2. Un renforcement du rôle du procureur de la République dans les procédures présentencielles

La proposition de loi tend également à renforcer les prérogatives du parquet dans la conduite des enquêtes et pour les placements en détention provisoire.

Ainsi, l'article 4 vise à permettre au procureur de la République, dans certaines enquêtes, de solliciter, à l'issue d'une garde à vue, le recours à des mesures coercitives de placement sous contrôle judiciaire, d'assignation à résidence sous surveillance électronique mais également de placement en détention provisoire.

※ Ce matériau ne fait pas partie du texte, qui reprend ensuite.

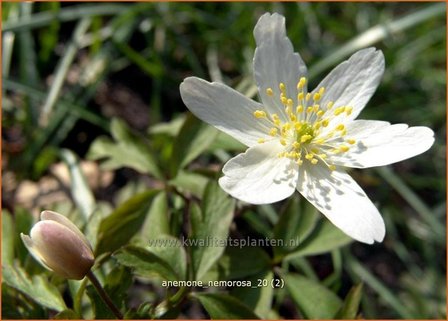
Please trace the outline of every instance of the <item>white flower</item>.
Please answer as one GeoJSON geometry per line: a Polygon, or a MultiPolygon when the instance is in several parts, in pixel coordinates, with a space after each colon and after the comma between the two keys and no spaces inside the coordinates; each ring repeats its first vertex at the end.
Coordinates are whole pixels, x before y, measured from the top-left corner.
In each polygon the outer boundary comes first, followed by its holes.
{"type": "Polygon", "coordinates": [[[352,238],[381,242],[383,219],[344,168],[421,154],[433,144],[433,131],[355,120],[383,75],[381,51],[358,51],[308,92],[307,68],[286,36],[284,17],[264,14],[254,35],[261,103],[195,77],[180,86],[191,112],[249,147],[225,164],[220,186],[252,204],[277,202],[297,189],[352,238]]]}
{"type": "Polygon", "coordinates": [[[20,234],[27,249],[50,271],[68,279],[84,278],[95,261],[84,234],[59,213],[43,211],[40,218],[30,236],[20,234]]]}

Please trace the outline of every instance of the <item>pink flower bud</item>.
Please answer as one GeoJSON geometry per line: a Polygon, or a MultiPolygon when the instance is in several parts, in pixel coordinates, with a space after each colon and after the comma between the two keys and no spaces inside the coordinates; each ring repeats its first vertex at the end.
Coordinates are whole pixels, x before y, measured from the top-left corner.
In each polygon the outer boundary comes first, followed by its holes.
{"type": "Polygon", "coordinates": [[[30,236],[20,235],[34,258],[67,279],[81,280],[94,263],[92,247],[81,231],[65,216],[43,211],[30,236]]]}

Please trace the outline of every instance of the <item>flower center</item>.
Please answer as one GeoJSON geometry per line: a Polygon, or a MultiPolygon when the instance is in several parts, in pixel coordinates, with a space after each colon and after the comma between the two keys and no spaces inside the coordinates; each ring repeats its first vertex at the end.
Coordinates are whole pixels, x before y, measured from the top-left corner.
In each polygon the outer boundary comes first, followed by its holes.
{"type": "MultiPolygon", "coordinates": [[[[255,118],[267,121],[271,127],[268,135],[258,142],[262,144],[277,139],[285,147],[278,157],[291,158],[298,165],[302,165],[304,160],[312,165],[320,161],[330,170],[335,170],[336,166],[328,162],[328,156],[346,153],[349,146],[356,143],[354,139],[346,138],[347,130],[344,125],[353,108],[334,108],[332,101],[321,106],[319,103],[325,94],[325,88],[319,88],[314,94],[308,93],[305,91],[306,82],[305,77],[298,81],[295,99],[287,96],[284,83],[279,84],[278,99],[284,106],[284,114],[267,114],[263,110],[254,112],[255,118]]],[[[267,88],[266,94],[274,103],[274,90],[267,88]]]]}

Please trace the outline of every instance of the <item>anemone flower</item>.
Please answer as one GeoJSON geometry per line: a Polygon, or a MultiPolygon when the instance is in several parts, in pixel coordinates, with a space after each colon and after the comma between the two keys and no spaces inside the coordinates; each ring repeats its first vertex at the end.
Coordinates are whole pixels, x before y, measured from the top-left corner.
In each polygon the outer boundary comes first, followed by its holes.
{"type": "Polygon", "coordinates": [[[297,190],[347,235],[381,242],[384,221],[346,168],[421,154],[433,144],[433,131],[356,119],[383,75],[381,51],[356,52],[308,91],[307,68],[286,36],[285,18],[264,14],[254,36],[260,103],[196,77],[180,85],[193,114],[248,146],[223,167],[221,188],[251,204],[277,202],[297,190]]]}

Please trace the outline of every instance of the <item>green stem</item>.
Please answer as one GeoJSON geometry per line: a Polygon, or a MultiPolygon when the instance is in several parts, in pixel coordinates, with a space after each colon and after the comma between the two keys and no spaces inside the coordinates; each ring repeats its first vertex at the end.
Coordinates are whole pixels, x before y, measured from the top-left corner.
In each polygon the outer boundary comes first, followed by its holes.
{"type": "Polygon", "coordinates": [[[107,295],[106,291],[104,291],[103,287],[96,278],[95,274],[93,274],[92,271],[89,271],[89,273],[87,273],[87,278],[90,280],[90,282],[92,282],[93,286],[98,291],[98,294],[100,295],[101,299],[103,299],[104,303],[106,303],[106,305],[112,311],[112,313],[117,317],[117,319],[122,320],[123,314],[121,314],[120,310],[118,310],[118,308],[112,302],[110,297],[107,295]]]}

Afin de renforcer la possibilité pour le parquet de faire échec aux ordonnances de mise en liberté ou de non-prolongation d'une mesure de détention provisoire, l'article 5 tend à élargir le champ d'application du référé-détention, qui permet de conférer un caractère suspensif à l'appel du procureur de la République contre une décision du juge d'instruction ou du juge des libertés et de la détention.

Enfin, l'article 12 crée une interdiction de mentir, en imposant aux personnes suspectées entendues de prêter serment de dire la vérité. Toute déclaration mensongère « présentant un caractère déterminant » serait susceptible d'entraîner une condamnation pour témoignage mensonger, sur le fondement de l'article 434-13 du code pénal.

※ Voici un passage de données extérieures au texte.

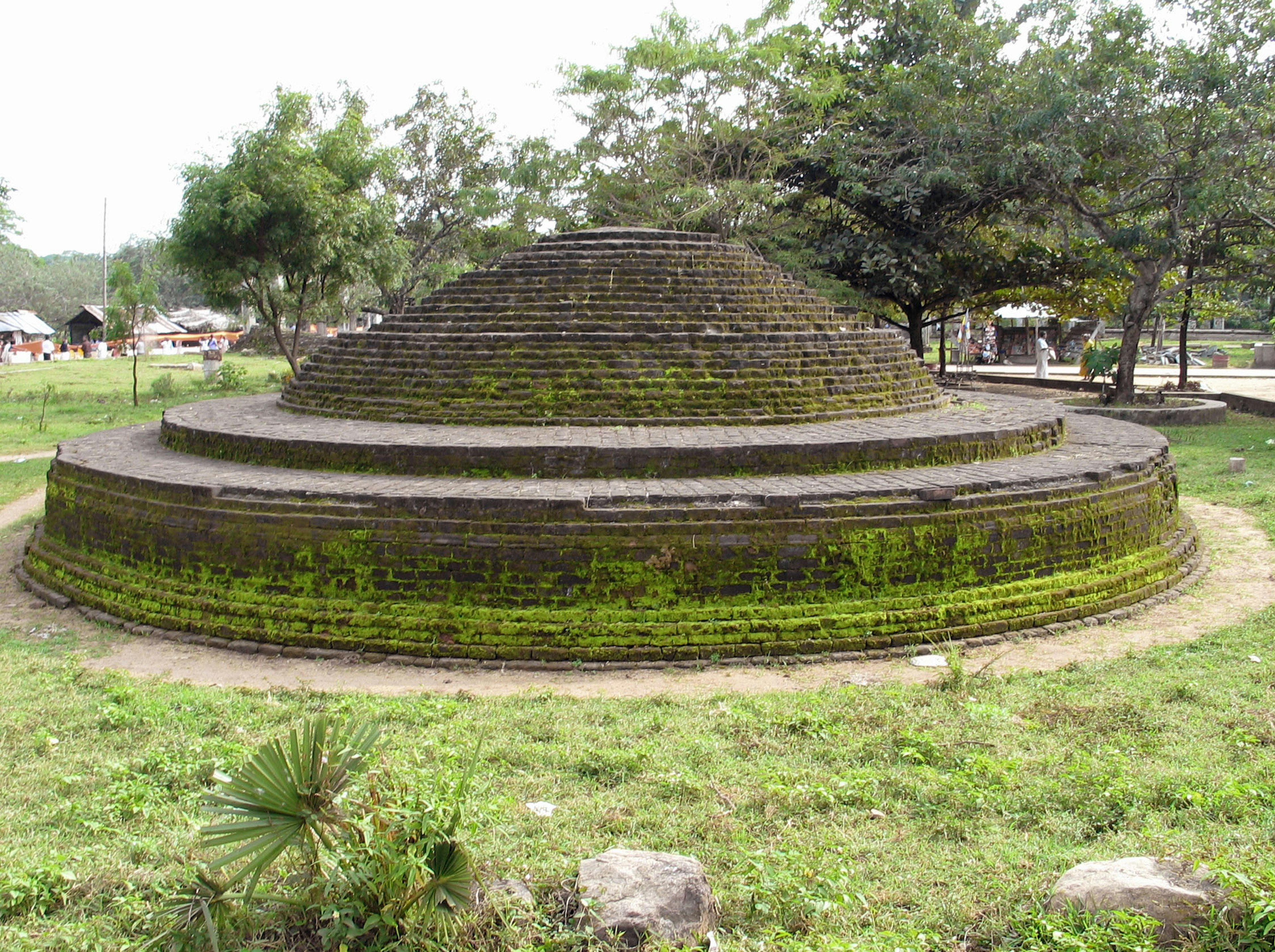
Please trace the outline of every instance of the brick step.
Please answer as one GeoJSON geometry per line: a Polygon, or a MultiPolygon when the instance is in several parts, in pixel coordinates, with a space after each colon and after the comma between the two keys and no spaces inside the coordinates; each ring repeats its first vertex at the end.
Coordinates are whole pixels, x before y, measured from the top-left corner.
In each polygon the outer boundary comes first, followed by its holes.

3. La consécration de nouvelles garanties au cours de la phase de jugement

Le renforcement de l'efficacité de la justice suppose d'apporter les garanties procédurales nécessaires, à chaque maillon de la chaîne pénale. Aussi, la proposition de loi inclut-elle plusieurs dispositions qui visent à permettre à chaque acteur, au cours de la phase de jugement, de remplir son rôle de manière efficiente.

L'article 7 étend aux interprètes et traducteurs les dispositions de protection prévues pour les témoins.

De la même manière, la proposition de loi vise, par son article 15, à renforcer l'information du jury d'assises, en autorisant la remise aux assesseurs et aux jurés d'un document papier contenant des extraits de la décision de renvoi devant la cour d'assises.

Enfin, l'article 16 confère aux enquêteurs de police judiciaire, appelés à rendre compte de leurs investigations au cours des procès d'assises, le droit de s'aider de documents, comme cela est déjà accordé aux experts.